Marco Polo

Venetian Explorer
   

Born: 1254

Died: 1323(?)


In 1298 a Venetian adventurer named Marco Polo wrote a fascinating book about his travels in the Far East. Men read his accounts of Oriental riches and became eager to find sea routes to China, Japan, and the East Indies. Even Columbus, nearly 200 years later, often consulted his copy of 'The Book of Ser Marco Polo'.

In Marco's day the book was translated and copied by hand in several languages. After printing was introduced in the 1440's, the book was circulated even more widely. Many people thought that the book was a fable or a gross exaggeration. A few learned men believed that Marco wrote truly, however, and they spread Marco's stories of faraway places and unknown peoples. Today geographers agree that Marco's book is amazingly accurate.

Marco Polo was born in the city-republic of Venice in 1254. His father and uncles were merchants who traveled to distant lands to trade. In 1269 Marco's father, Nicolo`, and his uncle Maffeo returned to Venice after being away many years. On a trading expedition they had traveled overland as far as Cathay (China). Kublai Khan, the great Mongol emperor of China, asked them to return with teachers and missionaries for his people. So they set out again in 1271, and this time they took Marco.

From Venice the Polos sailed to Acre, in Palestine. There two monks, missionaries to China, joined them. Fearing the hard journey ahead, however, the monks soon turned back. The Polos crossed the deserts of Persia (Iran) and Afghanistan. They mounted the heights of the Pamirs, the "roof of the world," descending to the trading cities of Kashgar (Shufu) and Yarkand (Soche). They crossed the dry stretches of The Gobi. Early in 1275 they arrived at Kublai Khan's court at Cambaluc (Peking). At that time Marco was 21 years old.

At the Court of the Great Khan
Marco quickly became a favorite of Kublai Khan. For three years he governed busy Yangchow, a city of more than 250,000 people. He was sent on missions to far places in the empire: to Indochina, Tibet, Yunnan, and Burma. From these lands Marco brought back stories of the people and their lives.
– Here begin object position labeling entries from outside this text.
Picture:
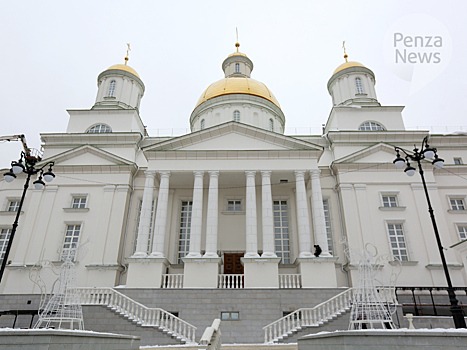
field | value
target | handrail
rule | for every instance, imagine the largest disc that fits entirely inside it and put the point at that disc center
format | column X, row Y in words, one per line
column 138, row 312
column 306, row 317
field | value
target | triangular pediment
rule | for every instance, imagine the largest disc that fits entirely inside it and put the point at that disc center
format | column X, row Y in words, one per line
column 378, row 153
column 88, row 156
column 233, row 136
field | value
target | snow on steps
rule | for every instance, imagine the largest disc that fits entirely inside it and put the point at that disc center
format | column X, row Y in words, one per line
column 139, row 313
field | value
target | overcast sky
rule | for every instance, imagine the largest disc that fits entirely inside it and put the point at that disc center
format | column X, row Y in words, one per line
column 53, row 51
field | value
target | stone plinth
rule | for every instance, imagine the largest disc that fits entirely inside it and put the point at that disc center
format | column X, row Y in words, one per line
column 145, row 272
column 51, row 339
column 261, row 272
column 200, row 272
column 318, row 272
column 398, row 339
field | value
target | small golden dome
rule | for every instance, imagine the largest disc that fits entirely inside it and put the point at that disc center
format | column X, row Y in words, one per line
column 123, row 67
column 346, row 65
column 237, row 85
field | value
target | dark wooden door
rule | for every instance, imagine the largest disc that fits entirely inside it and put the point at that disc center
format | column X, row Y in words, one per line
column 232, row 263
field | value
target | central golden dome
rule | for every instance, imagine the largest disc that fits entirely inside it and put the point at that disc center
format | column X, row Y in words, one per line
column 237, row 85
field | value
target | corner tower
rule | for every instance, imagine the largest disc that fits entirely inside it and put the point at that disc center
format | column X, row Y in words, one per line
column 238, row 98
column 352, row 84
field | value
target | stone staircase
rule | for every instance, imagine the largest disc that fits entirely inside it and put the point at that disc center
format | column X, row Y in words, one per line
column 303, row 318
column 138, row 313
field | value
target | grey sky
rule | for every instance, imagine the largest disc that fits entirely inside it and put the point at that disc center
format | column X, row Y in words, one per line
column 53, row 51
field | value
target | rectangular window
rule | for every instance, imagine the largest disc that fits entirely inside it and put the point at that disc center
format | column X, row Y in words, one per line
column 13, row 205
column 281, row 230
column 234, row 205
column 462, row 229
column 230, row 315
column 389, row 201
column 70, row 243
column 185, row 227
column 397, row 242
column 327, row 221
column 457, row 204
column 79, row 202
column 4, row 238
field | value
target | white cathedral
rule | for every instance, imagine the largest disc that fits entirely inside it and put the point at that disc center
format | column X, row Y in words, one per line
column 237, row 204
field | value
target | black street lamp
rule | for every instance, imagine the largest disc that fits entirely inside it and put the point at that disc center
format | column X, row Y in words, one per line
column 26, row 164
column 417, row 155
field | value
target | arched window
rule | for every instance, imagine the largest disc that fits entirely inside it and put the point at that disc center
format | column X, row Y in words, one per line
column 236, row 117
column 371, row 126
column 99, row 129
column 359, row 86
column 112, row 86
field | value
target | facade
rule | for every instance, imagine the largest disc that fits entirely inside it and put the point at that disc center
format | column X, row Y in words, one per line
column 236, row 203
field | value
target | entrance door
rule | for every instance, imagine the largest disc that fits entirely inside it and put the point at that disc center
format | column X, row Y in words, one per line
column 232, row 263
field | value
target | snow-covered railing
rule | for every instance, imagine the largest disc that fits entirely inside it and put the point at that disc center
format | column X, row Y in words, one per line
column 230, row 281
column 308, row 317
column 212, row 336
column 142, row 315
column 172, row 281
column 290, row 280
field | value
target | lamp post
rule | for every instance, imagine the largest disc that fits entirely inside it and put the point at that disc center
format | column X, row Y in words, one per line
column 26, row 164
column 417, row 155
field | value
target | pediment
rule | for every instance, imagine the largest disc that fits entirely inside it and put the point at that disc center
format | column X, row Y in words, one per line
column 87, row 156
column 378, row 153
column 233, row 136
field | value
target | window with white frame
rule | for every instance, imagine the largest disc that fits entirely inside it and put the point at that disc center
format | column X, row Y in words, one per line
column 79, row 202
column 234, row 205
column 185, row 228
column 359, row 86
column 13, row 205
column 389, row 200
column 236, row 116
column 462, row 230
column 99, row 129
column 397, row 241
column 112, row 86
column 327, row 221
column 138, row 218
column 371, row 126
column 70, row 243
column 281, row 230
column 4, row 238
column 457, row 204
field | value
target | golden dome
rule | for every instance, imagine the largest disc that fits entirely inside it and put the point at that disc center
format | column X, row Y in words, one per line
column 237, row 85
column 346, row 65
column 125, row 68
The Polos became wealthy in Cathay. But they began to fear that jealous men in the court would destroy them when the khan died. They asked to return to Venice. Kublai Khan refused. Then came an envoy from the khan of Persia. He asked Kublai Khan for a young Mongol princess for a bride. The Polos said that the princess' journey should be guarded by men of experience and rank. They added that the mission would enable them to make the long-desired visit to Venice. The khan reluctantly agreed.

Since there was danger from robbers and enemies of the khan along the overland trade routes, a great fleet of ships was built for a journey by sea. In 1292 the fleet sailed, bearing the Polos, the princess, and 600 noblemen of Cathay. They traveled southward along Indochina and the Malay Peninsula to Sumatra. Here the voyage was delayed many months.

The ships then turned westward and visited Ceylon and India. They touched the East African coast. The voyage was hazardous, and of the 600 noblemen only 18 lived to reach Persia. The Polos and the princess were safe. When the Polos landed in Venice, they had been gone 24 years. The precious stones they brought from Cathay amazed all Venice.

Later Marco served as gentleman-captain of a ship. Forces of the rival trading city of Genoa captured it, however, and he was thrown into a Genoese prison. There he wrote his book with help from another prisoner. Marco was released by the Genoese in 1299. He returned to Venice and engaged in trade. His name appears in the court records of his time in many lawsuits over property and money. He married and had three daughters. He died about 1323.